Dimintai tanggapan terkait kenaikan target penerimaan cukai rokok dalam RAPBNP 2016, Ketua Gabungan Produsen Rokok Putih Indonesia (Gaprindo) mengatakan, “Industri sudah tidak mengalami pertumbuhan. Volume produksi Januari – Mei 2016 juga masih di bawah tahun lalu. Keputusan pemerintah untuk terus menaikkan tarif cukai, tahun lalu bahkan sebesar 15 persen secara rata-rata tertimbang, tentu saja berpengaruh pada kinerja industri.”
Moefti berkata, kekhawatiran Gaprindo yang paling besar adalah kalau target baru ini nantinya dijadikan dasar penetapan target cukai 2017. Sebab, jika target naik terlalu tinggi, ia khawatir Pemerintah akan mengerek tarif cukai semakin tinggi supaya target tercapai.
"Ini tentu saja akan makin menyulitkan industri. Seharusnya tidak perlu ada kenaikan target penerimaan cukai rokok di RAPBNP 2016 ini.”
Pernyataan senada disampaikan Sekjen Gabungan Perserikatan Pabrik Rokok Indonesia (GAPPRI), Hasan Aoni Aziz. Ia berkata adanya optimisme kenaikan di Januari sampai Mei 2016 harus disikapi bijak.
Menurut dia, jangan sampai kenaikan ini mengubah tarif. "Ini justru yang akan berbahaya," kata dia menjelaskan.
Bila kenaikan tarif dilakukan oleh pemerintah, akan terjadi penurunan daya beli. Akibatnya industri akan terkena dampaknya. "Semua tentu sudah tahu kalau industri kena imbas, banyak yang akan dirugikan," katanya.
Untuk itu Hasan mewanti-wanti agar melihat masalah kenaikan cukai ini dengan jernih. Industri harus dilihat sebagai bagian utama yang terkena dampak dari kebijakan tersebut.
"Walaupun katanya kenaikan target tidak akan mengubah tarif cukai tahun ini, target ini tentu akan jadi acuan kebijakan tahun depan. Jangan cuma melihat tahun ini saja, tapi perlu dipikirkan secara matang keberlanjutan kebijakan cukai ke depannya," ucap Hasan.
Pembahasan RAPBNP 2016 akan berlangsung di Badan Anggaran DPR RI. Meskipun Nota Keuangan RAPBNP 2016 sudah keluar, belum ada jadwal pasti kapan DPR dan Pemerintah akan membahas hal ini.

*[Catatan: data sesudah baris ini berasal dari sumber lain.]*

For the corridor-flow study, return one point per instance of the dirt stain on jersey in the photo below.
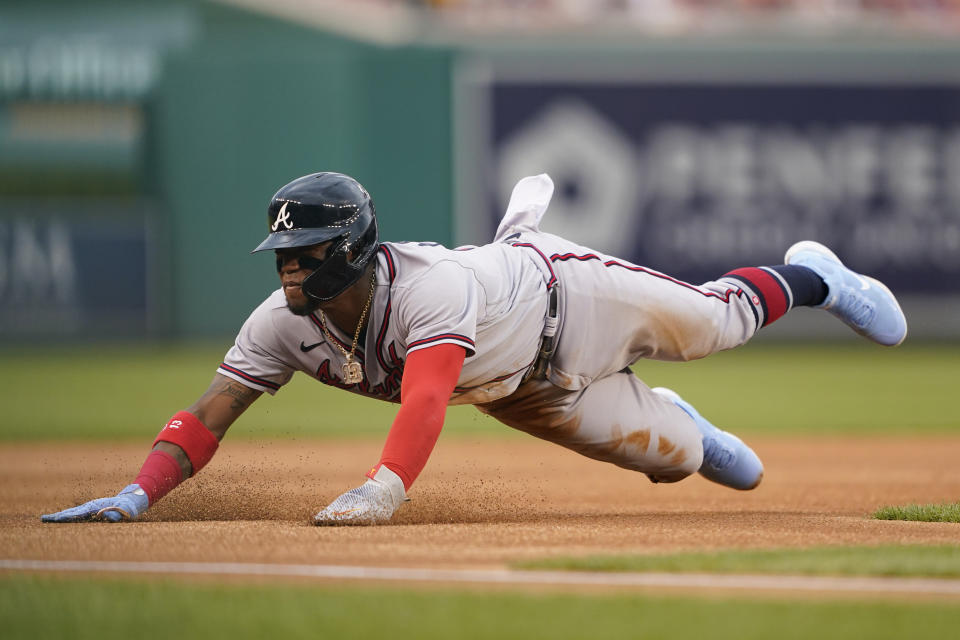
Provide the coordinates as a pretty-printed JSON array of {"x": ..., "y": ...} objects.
[
  {"x": 665, "y": 446},
  {"x": 640, "y": 439}
]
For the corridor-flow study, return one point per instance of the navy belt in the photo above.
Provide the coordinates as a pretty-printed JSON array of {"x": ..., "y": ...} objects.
[{"x": 547, "y": 340}]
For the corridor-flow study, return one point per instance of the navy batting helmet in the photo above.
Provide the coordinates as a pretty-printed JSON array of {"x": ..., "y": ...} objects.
[{"x": 323, "y": 207}]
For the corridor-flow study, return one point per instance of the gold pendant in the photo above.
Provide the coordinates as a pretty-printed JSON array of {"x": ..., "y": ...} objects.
[{"x": 352, "y": 372}]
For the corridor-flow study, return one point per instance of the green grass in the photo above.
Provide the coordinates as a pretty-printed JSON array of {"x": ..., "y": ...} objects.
[
  {"x": 97, "y": 391},
  {"x": 921, "y": 513},
  {"x": 44, "y": 607},
  {"x": 903, "y": 561}
]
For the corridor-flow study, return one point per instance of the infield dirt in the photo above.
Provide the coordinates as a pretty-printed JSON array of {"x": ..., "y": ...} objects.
[{"x": 480, "y": 502}]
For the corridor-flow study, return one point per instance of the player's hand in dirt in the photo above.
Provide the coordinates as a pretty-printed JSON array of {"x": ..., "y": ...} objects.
[
  {"x": 126, "y": 505},
  {"x": 373, "y": 502}
]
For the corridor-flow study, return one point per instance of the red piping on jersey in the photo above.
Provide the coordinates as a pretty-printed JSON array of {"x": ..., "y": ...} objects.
[
  {"x": 497, "y": 379},
  {"x": 358, "y": 352},
  {"x": 248, "y": 377},
  {"x": 553, "y": 276},
  {"x": 442, "y": 336},
  {"x": 562, "y": 257},
  {"x": 387, "y": 311}
]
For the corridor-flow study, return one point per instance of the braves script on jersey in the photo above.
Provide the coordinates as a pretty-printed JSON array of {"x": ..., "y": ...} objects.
[{"x": 493, "y": 300}]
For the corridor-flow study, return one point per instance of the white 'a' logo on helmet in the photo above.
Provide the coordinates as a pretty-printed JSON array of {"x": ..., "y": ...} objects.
[{"x": 284, "y": 217}]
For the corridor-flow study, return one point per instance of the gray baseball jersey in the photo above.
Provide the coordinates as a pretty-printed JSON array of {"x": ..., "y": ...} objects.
[{"x": 493, "y": 300}]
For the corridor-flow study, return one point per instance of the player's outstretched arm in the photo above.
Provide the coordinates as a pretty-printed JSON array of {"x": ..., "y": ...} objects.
[
  {"x": 429, "y": 377},
  {"x": 185, "y": 444}
]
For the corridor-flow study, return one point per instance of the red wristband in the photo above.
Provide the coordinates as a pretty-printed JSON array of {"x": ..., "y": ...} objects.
[{"x": 187, "y": 432}]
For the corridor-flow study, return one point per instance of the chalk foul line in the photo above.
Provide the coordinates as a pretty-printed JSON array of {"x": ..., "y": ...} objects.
[{"x": 930, "y": 586}]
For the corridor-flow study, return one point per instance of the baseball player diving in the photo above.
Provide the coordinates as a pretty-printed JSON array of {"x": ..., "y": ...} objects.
[{"x": 533, "y": 329}]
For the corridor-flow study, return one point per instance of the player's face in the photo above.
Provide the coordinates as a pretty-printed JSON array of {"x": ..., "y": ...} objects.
[{"x": 292, "y": 275}]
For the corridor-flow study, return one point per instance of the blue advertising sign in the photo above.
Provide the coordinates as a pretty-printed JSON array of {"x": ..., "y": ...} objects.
[
  {"x": 73, "y": 276},
  {"x": 696, "y": 179}
]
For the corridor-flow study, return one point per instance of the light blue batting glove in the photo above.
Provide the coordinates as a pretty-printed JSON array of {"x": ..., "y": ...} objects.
[{"x": 126, "y": 505}]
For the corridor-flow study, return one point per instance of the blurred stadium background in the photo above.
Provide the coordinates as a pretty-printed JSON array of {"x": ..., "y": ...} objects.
[{"x": 140, "y": 142}]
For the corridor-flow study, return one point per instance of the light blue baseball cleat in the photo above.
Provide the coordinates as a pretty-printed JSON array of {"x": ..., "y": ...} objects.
[
  {"x": 726, "y": 459},
  {"x": 865, "y": 304}
]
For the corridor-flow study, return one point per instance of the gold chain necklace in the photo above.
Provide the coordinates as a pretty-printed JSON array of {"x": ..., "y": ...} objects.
[{"x": 352, "y": 371}]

Mengenai usulan pemerintah tentang kenaikan target penerimaan cukai rokok di RAPBNP 2016, anggota Komisi XI DPR RI Willgo Zainar mengatakan, target penerimaan mengalami Shortfall maka pemerintah mencoba mencari solusi tercepat sebagai bantal fiscal 2016 lewat beberapa program, salah satunya tax amnesty yang salah satunya di bahas bersama di DPR saat ini.
"Tujuannya diharapkan Rp 165 triliun masuk ke pendapatan negara. Selain itu juga rencana menaikkan cukai rokok Rp 1,9 triliun," katanya.
Wilgo menambahkan, dari sisi pendapatan negara tentu sah-sah saja bagi negara untuk menjaring pajak dan cukai sebanyak banyak dari WP perusahaan maupun perorangan.
Namun begitu, untuk rencana kenaikan cukai rokok sekitar Rp 1,9 triliun ini perlu dikaji lebih komprehensif. Apakah akan berdampak pada tenaga kerja, pertumbuhan, dan cukai itu sendiri. Karena filosofi cukai adalah pembatasan bukan pendapatan.
"Saya kira hal tersebut perlu menjadi bahan pertimbangan, agar jangan sampai kebijakan di bidang perpajakan dan cukai ini menjadi crowding out pada perekonomian kita yang masih dalam kondisi belum baik dan stabil," tutupnya.